Immediately post-isolation

Freshly isolated primary hepatocytes stained with 0.4% Trypan blue in a 4:1 ratio of cells:Trypan blue and incubated for 1 minute at room temperature. Note that the overwhelming majority of cells healthy, demonstrated by small, round, and bright appearance. Dead cells present as swollen cells that do not reflect light; in some cases, dying cells may not stain blue, but will be readily discernable based on their gross visual appearance.

This particular batch is >95% viable; 4x4 grid represents 1 of 4 quadrants.

1.0 hours post-plating

Primary hepatocytes one hour after plating on collagen-coated tissue culture dishes (12-well) in low glucose DMEM with 10% FBS. At this point, healthy cells should be tightly adherent and have a clear appearance; nuclei should start to become visible and cells in close proximity will start to form junctions.

Cells should be washed once with warm DMEM-low glucose (serum-free) and media replaced with fresh DMEM-low w/10% FBS. It is normal to have some dead/floating cells prior to washing.

2.0 hours post-plating

One hour later (2 hours post-plating), cells should dramatically mature. In a healthy cluture, the majority of hepatocytes should start to appear cuboidal, nuclei should be readily apparent, and cell-cell junctions clearly visible. Note that most cells are binucleated-- for mouse hepatocytes, this is typical; rat hepatocytes tend to have a lower percentage of binucleated cells.

At this point, cells are still relatively immature and only approximately 1/3 of their final expected size. Continue to incubate and monitor periodically.

2.5 hours post-plating

30 minutes later, cells should continue to rapidly mature. Cells in close proximity to one another may begin to present with notable, bright cell-cell junctions. Nuclei should be bright and readily discernable, and cell size is now approximately 40% of maximum.

Isolated cells may be notably slower to mature, evidenced by a more rounded (as opposed to cuboidal) appearance. It is normal to see some dead cells tightly adhered to living cells; these may remain attached for the life of the culture with no ill effect.

3.5 hours post-plating

One hour later (3.5 hours post-plating), hepatocytes should be almost entirely cuboidal and approximately 50% of their final size. Contamination, if present, tends to manifest at this point-- generally as rapid degradation of gross hepatocyte appearance from the previous time point(s). Carefully scan all wells/plates to ensure that the upcoming media change does not result in cross-contamination.

Warm up serum-free media in preparation for the 4.0-6.0 hour media change.

4.5 hours post-plating

Four to six hours after plating, serum-containing medium should be changed a suitable serum-free version (unless experiment parameters specifically call for serum). Healthy cultures should be sufficiently established to tolerate treatments (generally overnight).
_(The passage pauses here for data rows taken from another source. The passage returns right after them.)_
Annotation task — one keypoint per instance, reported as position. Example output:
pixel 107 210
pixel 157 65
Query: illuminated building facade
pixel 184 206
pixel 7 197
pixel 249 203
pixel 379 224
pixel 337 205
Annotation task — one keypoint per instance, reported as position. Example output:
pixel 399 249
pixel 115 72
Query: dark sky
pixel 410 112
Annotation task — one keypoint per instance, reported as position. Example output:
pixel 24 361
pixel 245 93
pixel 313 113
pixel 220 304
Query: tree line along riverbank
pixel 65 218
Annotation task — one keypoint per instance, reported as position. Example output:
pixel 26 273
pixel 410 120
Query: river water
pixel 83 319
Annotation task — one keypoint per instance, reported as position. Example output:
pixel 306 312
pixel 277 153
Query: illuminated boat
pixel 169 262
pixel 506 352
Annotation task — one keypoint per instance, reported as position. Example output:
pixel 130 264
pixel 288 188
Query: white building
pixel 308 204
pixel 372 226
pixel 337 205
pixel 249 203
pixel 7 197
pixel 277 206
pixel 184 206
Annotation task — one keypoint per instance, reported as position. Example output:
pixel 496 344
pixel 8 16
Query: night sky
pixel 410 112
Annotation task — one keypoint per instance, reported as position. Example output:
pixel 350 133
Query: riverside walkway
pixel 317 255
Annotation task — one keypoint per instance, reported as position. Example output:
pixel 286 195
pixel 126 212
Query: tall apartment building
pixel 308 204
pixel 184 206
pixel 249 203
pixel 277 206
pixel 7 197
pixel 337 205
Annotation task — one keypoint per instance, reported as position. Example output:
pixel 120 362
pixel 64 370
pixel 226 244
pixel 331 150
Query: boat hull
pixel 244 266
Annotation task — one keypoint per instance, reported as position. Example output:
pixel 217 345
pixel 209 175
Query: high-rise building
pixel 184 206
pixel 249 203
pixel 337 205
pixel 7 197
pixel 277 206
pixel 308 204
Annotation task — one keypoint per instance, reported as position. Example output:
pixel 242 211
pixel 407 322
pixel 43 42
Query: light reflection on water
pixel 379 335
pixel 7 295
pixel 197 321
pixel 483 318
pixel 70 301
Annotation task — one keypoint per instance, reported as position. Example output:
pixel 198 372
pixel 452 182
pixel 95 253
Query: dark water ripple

Marginal cultures may appear quite robust this early on, but tend to degrade overnight. Questionable cultures may still be useful, but quality control(s) must be strictly enforced, and all associated data annotated appropriately.

20.0 hours post-plating

Confluent, epithelial-like appearance of healthy hepatocyte cultures. These cells were incubated overnight in serum-free DMEM-low as described in Methods (see media spreadsheet). Overnight culture in serum (5-10%) tends to result in a spinier, more fibroblastic phenotype; this de-differentiation occurs in 2-D culture even without serum, but at a somewhat slower pace.

Without serum, cuboidal appearance should be maintained for at least another 12 hours (~36 hours post-plating).